# Parliamo un pò degli editor di testo / IDE che preferite?

## n0t

Di quali strumenti abbiano per venirvi in contro nel fare ciò che dovete fare.

Delle performances, delle features che hanno, e sul perchè li avete scelti?

----------

## Apetrini

Di solito lavoro con qtcreator-1.3; gestisce progetti con qmake, cmake e permette la gestione "interna" dei repository git (anche se io ancora uso la gestione a riga di comando per modificare/alterare/comittare roba sul git).

Un'altra bellissima funzionalità è la gestione integrata del designer delle qt che permette di integrare/alterare/modificare quei famosi file xml che poi verranno trasformati in codice c++ da uic/automoc.
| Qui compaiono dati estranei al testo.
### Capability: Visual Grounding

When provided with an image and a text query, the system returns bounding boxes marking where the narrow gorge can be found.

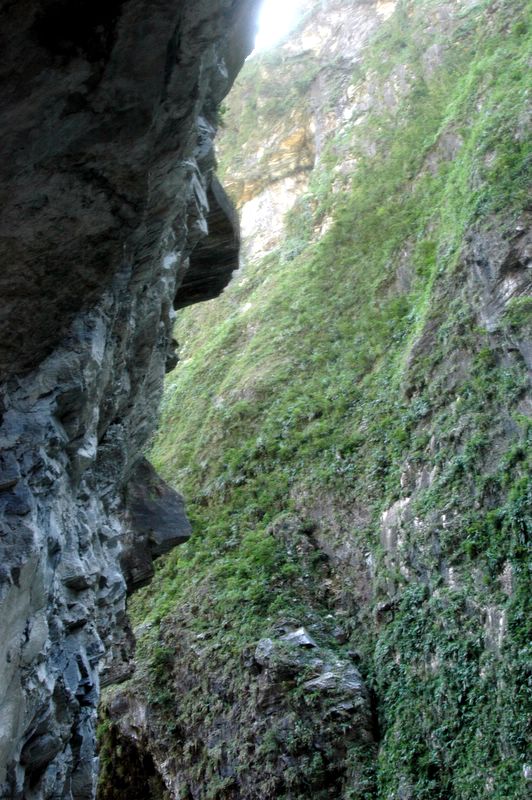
[0,0,532,800]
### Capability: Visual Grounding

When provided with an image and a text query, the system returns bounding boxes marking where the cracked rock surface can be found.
[0,0,254,800]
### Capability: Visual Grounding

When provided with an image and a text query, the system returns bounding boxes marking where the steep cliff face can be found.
[101,0,532,800]
[0,0,253,800]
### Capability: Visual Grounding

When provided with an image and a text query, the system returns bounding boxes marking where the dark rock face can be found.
[120,459,191,591]
[0,0,254,800]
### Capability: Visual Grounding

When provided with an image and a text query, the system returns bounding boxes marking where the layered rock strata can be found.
[0,0,254,800]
Devo dire che trovo qtcreator molto veloce nel fare le cose.

Il tutto ovviamente per c/c++.

In alternativa minimale, penso che qualsiasi editor che abbia la colorazione dalla sintassi e la possibilità di avere una lista di file aperti contemporaneamente vada bene. Certo, se ci sono funzionalità tipo doppio-click sulla funzione/metodo e ti porta alla implementazione del metodo tanto meglio.
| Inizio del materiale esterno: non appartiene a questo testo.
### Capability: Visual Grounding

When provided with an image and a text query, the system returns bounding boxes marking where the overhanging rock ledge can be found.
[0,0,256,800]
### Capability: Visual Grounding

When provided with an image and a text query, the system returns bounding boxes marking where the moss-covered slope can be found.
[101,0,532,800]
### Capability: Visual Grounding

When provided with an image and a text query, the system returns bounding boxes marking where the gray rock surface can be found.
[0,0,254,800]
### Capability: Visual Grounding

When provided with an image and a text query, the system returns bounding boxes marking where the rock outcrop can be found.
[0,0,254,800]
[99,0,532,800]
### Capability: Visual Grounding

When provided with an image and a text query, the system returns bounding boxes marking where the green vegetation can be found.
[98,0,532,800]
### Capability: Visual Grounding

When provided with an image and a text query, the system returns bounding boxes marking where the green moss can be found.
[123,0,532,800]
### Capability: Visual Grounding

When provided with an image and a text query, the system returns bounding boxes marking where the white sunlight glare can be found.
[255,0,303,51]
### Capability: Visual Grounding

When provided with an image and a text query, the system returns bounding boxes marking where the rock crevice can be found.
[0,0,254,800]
Se ha un ambiente di debug integrato ben venga.

----------

## lucapost

un thread tra i molti dove si è trattato l'argomento è questo: https://forums.gentoo.org/viewtopic-t-590162-highlight-editor.html

----------

## riverdragon

Anche io uso qtcreator, è veramente bello, supera a mio avviso Eclipse+CDT; consigliatissimo nel caso si usino le QT. Per java uso Eclipse semplicemente perché è l'unico che ho provato.
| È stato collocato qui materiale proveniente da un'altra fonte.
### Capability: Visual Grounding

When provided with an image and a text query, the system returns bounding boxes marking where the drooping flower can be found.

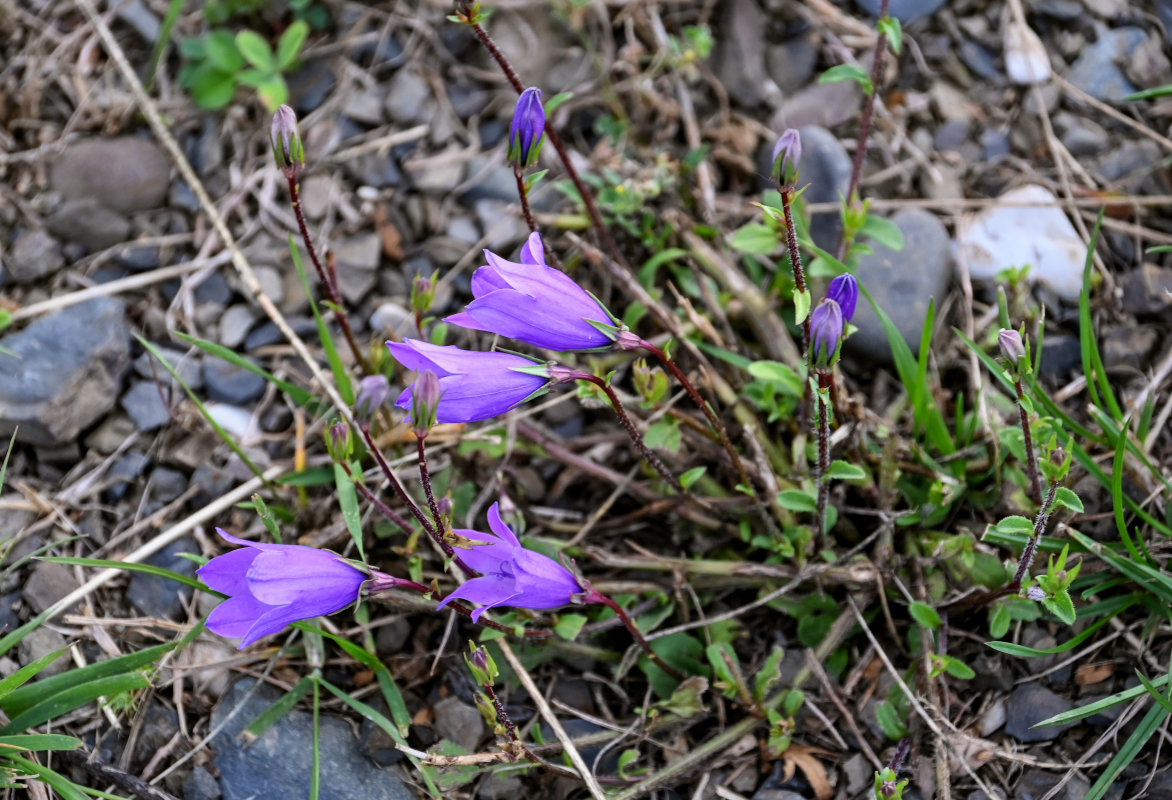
[438,502,586,622]
[509,87,545,169]
[197,528,370,649]
[810,298,845,364]
[387,339,556,423]
[772,128,802,186]
[268,105,305,176]
[826,272,859,322]
[445,232,615,351]
[997,328,1026,367]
Non sono mai riuscito a far funzionare il plugin PHP per Eclipse; avevo provato il plugin per Python ma non mi aveva entusiasmato. Per tutto il resto uso Gedit o Vim (ammetto di usare un centesimo delle funzionalità di vim, però).Last edited by riverdragon on Thu May 20, 2010 12:01 pm; edited 1 time in total

----------

## n0t

 *lucapost wrote:*   

> un thread tra i molti dove si è trattato l'argomento è questo: https://forums.gentoo.org/viewtopic-t-590162-highlight-editor.html

 

Ma il punto era fare un thread dove qualcuno avesse potuto attingere dalle esperienze degli altri.. diversamente dagli altri topic senza reply ot

magari i mod potrebbero eliminare questi 2 reply 

hola

----------

## MajinJoko

Secondo me geany è davvero fenomenale.

----------

## ercoppa

 *Quote:*   

> Secondo me geany è davvero fenomenale.

 

Anche io lo uso per roba in C ed in PHP. Peccato che pasticci moltissimo nel capire i symbols e gli scope.

Aò contrario per JAVA assolutamente eclipse, perfettamente integrato con questo linguaggio.

Saluti.

----------

## Peach

 *ercoppa wrote:*   

>  *Quote:*   Secondo me geany è davvero fenomenale. 
> 
> Anche io lo uso per roba in C ed in PHP. Peccato che pasticci moltissimo nel capire i symbols e gli scope.

 

quoto per quanto riguarda geany

fondamentale ed essenziale direi.

----------

## Ic3M4n

geany è semplice e immediato, in effetti per i simboli bisogna lavorare un po' da linea di comando per avere una cosa un po' più usabile. l'utilizzo di --generate-tags è assolutamente indispensabile se si deve accedere a codice di terze parti. 

Per python Wingide... disponibile gratuitamente per progetti open source o a pagamento altrimenti.

----------

## X-Act!

VI e all'occorrenza qualche sua estenzione. L'unico contro è che crea dipendenza...

----------

## devilheart

da buon utente kde uso kdevelop

----------